1947年5月、国立第二病院の入院患者である5名の戦傷病者5名が数寄屋橋にて募金活動を開始。患者であることを示すため白衣で行ったため白衣募金と呼ばれました。これが大きな成果をあげたことから、傷痍軍人はギターやアコーディオンなどの楽器を手に、都市部や観光地に現れて募金を募るように。

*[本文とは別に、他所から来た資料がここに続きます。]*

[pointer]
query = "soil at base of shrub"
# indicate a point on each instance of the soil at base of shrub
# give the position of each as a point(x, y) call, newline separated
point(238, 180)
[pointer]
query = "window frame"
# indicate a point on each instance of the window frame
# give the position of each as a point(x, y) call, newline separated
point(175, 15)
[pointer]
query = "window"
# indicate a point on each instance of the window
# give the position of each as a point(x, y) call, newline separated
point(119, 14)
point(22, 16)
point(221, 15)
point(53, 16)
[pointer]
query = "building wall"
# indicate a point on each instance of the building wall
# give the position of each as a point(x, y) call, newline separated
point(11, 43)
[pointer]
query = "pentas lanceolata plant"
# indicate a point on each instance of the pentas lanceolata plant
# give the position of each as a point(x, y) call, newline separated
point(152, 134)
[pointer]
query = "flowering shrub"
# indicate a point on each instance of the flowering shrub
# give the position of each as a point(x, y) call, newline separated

これが社会問題となったことを背景に、1952年にサンフランシスコ平和条約が発効して日本が独立を回復すると、軍人恩給が復活しました。

行ってみた感想

かなり前から存在は知っていたのですが、そのテーマの重さからなかなか勇気が出ず、今回昭和館と合わせてやっと訪問することができました。

展示は読み物パネルがメインですが、生々しい実物の展示や映像・ジオラマなどもあり、静かながらも臨場感のある博物館。常設展示室は1フロアだけなのでボリュームはそれほどありませんが、見入ってしまう内容なので、気がつけば1時間以上滞在しておりました。

すぐ近くにある「昭和館」では戦中・戦後における人々の暮らしがメインであったのに対し、こちらは徴兵により戦地へ赴くことになった兵士の目線で戦争を感じることができる施設でした。

運良く生きて帰って来ることができても、さらなる苦しみが襲うなんて。この施設に訪れる人が増えて、その労苦が忘れられることなきように願うばかりです。

アクセスと営業情報

都営新宿線、東京メトロ東西線・半蔵門線の「九段下駅」7番出口より徒歩3分、5番出口より徒歩5分

開館時間 10:00~17:00
休館日 月曜、年末年始
料金 無料
公式サイト https://www.shokeikan.go.jp/

※掲載の情報は2024年8月時点のものです。最新情報は公式HPにてご確認ください。